A bad debate for tech

In the area of science, tech and high-skilled immigration, the latest GOP debate was hurt by awful questions

GOP candidates at debate no. 2
The GOP presidential candidates line up before the second presidential debate at the Ronald Reagan presidential library in California. Credit: REUTERS/Mario Anzuoni

Most of the references to technology in the so-called main-stage GOP debate Wednesday night were around protecting U.S. borders. There were calls for drones, visa entry and exit tracking systems, and overall more reliance on electronics to deter illegal crossings. It was all about building a better fence, and not about government's role in advancing technology.

There was no discussion about the H-1B visa except at the margins. There was no mention of the federal government's role in science investment. Space exploration? Not discussed. Technology hardly came up in the three-hour debate, the same as what happened in the first debate on August 6.

Climate change, bypassed in the first debate, did come up in Wednesday night's debate. It's a subject that offers much opportunity to talk about science, government investments in basic science including supercomputers, alternative energy systems and energy storage.

But CNN's reporter Jake Tapper's climate change question was miserably muddled and framed around former President Ronald Reagan's response to the discovery that chlorofluorocarbons (CFCs) in aerosols were depleting ozone. CFC use was subsequently banned.

Tapper said Reagan's action was taken as an "insurance policy" in case the scientists were right. Why not "approach climate change the Reagan way?" asked Tapper.

Tapper directed the question at U.S. Sen. Marco Rubio, who used it to accuse President Barack Obama's administration of pitching climate change proposals that will "destroy our economy."

Less strident was New Jersey Gov. Chis Christie who said his state is moving to energy alternatives, and said that 53% of the state's power is nuclear generated. "Massive" government intervention is not needed, Christie said, and "nuclear needs to be back on the table in a significant way."

The most relevant questions asked by CNN were about illegal immigration, not specifically about the movement of highly skilled people into America. The CNN reporters wasted their opportunity to push on this topic.

One case in point was a tabloid-baiting question by Dana Bash, CNN's chief political reporter, to Florida Gov. Jeb Bush about Donald Trump's assessment whether his views "on immigration are influenced by your Mexican-born wife." The question clearly accomplished its goal of getting Bush and Trump to mix it up, with Bush demanding an apology from Trump.

Dr.

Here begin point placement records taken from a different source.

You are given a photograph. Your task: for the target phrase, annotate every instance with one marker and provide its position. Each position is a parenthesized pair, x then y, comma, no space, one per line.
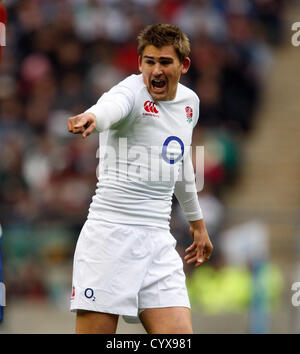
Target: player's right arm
(112,107)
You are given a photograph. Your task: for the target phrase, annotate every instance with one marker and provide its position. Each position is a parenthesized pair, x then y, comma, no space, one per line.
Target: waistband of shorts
(137,224)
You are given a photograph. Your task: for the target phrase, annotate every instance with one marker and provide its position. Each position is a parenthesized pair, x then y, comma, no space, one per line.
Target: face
(161,70)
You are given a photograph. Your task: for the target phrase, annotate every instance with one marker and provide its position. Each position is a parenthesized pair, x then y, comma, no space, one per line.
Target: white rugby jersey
(144,155)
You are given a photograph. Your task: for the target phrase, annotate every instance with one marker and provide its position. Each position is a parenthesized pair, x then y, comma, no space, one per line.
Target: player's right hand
(84,124)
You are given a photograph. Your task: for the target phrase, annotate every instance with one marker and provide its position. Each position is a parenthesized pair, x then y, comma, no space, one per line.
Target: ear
(140,63)
(185,65)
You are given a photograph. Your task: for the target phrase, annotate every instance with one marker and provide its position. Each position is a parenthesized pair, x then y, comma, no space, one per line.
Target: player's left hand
(201,249)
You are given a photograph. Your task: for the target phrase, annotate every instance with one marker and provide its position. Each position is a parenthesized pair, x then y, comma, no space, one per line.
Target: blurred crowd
(61,55)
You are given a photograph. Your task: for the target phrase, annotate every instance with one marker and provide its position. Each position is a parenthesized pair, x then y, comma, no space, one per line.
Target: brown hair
(160,35)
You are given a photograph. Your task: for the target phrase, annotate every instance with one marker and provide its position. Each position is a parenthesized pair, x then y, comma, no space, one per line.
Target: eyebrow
(160,58)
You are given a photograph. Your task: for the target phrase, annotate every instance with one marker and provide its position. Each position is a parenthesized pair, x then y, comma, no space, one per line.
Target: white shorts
(123,269)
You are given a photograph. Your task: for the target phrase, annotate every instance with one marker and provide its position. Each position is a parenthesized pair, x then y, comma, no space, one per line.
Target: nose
(157,71)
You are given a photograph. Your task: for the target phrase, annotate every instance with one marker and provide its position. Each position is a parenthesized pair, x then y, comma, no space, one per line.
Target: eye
(165,62)
(150,62)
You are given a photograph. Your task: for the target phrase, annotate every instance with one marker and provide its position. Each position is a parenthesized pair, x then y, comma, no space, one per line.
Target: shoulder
(133,82)
(185,92)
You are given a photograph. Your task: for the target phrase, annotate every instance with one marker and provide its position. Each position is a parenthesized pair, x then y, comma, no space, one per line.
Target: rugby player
(125,261)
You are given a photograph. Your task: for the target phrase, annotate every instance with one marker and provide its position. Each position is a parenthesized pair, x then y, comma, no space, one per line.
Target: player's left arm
(186,194)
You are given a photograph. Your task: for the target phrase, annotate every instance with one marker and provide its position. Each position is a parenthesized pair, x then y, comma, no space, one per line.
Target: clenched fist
(84,124)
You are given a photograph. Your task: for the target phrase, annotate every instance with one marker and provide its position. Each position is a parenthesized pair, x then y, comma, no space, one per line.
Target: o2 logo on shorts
(89,294)
(165,149)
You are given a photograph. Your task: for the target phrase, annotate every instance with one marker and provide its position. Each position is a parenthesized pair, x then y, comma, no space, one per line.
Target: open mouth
(158,85)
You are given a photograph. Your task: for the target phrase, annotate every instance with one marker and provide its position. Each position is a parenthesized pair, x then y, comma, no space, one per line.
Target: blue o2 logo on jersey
(165,149)
(89,294)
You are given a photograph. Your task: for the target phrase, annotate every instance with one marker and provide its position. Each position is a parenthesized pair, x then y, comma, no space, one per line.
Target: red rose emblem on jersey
(150,107)
(189,112)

Ben Carson came closest to addressing the immigration topic. Carson is advocating a guest worker program for illegal immigrants, and says they are needed, particularly in agriculture.

"People who had a pristine record ...we should consider allowing them to become guest workers primarily in the agriculture sphere. Because that's the place where Americans don't seem to want to work," said Carson. He didn't continue with his views of what should be done in areas where people do want to work, namely tech.

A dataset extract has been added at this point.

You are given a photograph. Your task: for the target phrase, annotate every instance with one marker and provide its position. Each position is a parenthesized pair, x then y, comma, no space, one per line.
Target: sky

Carson, apart from this debate, has talked favorably about Canada's skilled immigration program and its point system. Visa applicants are scored on education, experience and ability to speak either English or French. It also runs a permanent residency "express entry" program for hiring by employers who cannot find a Canadian permanent resident for a job.

Trump, the real estate billionaire, has outlined a detailed immigration policy that incorporates many of the views sought by H-1B critics. Had he been asked a question about it, it might have set the stage for a vigorous discussion with H-1B expansion supporters Rubio and Bush, in particular.

Former HP chief Carly Fiorina at GOP debate REUTERS/Lucy Nicholson

Former HP CEO Carly Fiorina, who is seeking the Republican nomination for president, speaks at the GOP's second presidential debate about she "doubled the size" of HP.

But Trump did challenge Carly Fiorina, the former HP CEO, who provided a Cinderella version of HP's employment growth.

Fiorina talked about how she "doubled the size of the company," and increased its growth, from 80,000 to 160,000 jobs, and points out that today Hewlett-Packard employs around 300,000.

What Fiorina didn't mention is that much of the employment growthcame from the Compaq acquisition and, in particular, the EDS acquisition. EDS had 137,000 employees at the time HP acquired it in 2008.

Trump was having none of Fiorina's history of HP, and said she "can't run any of my companies."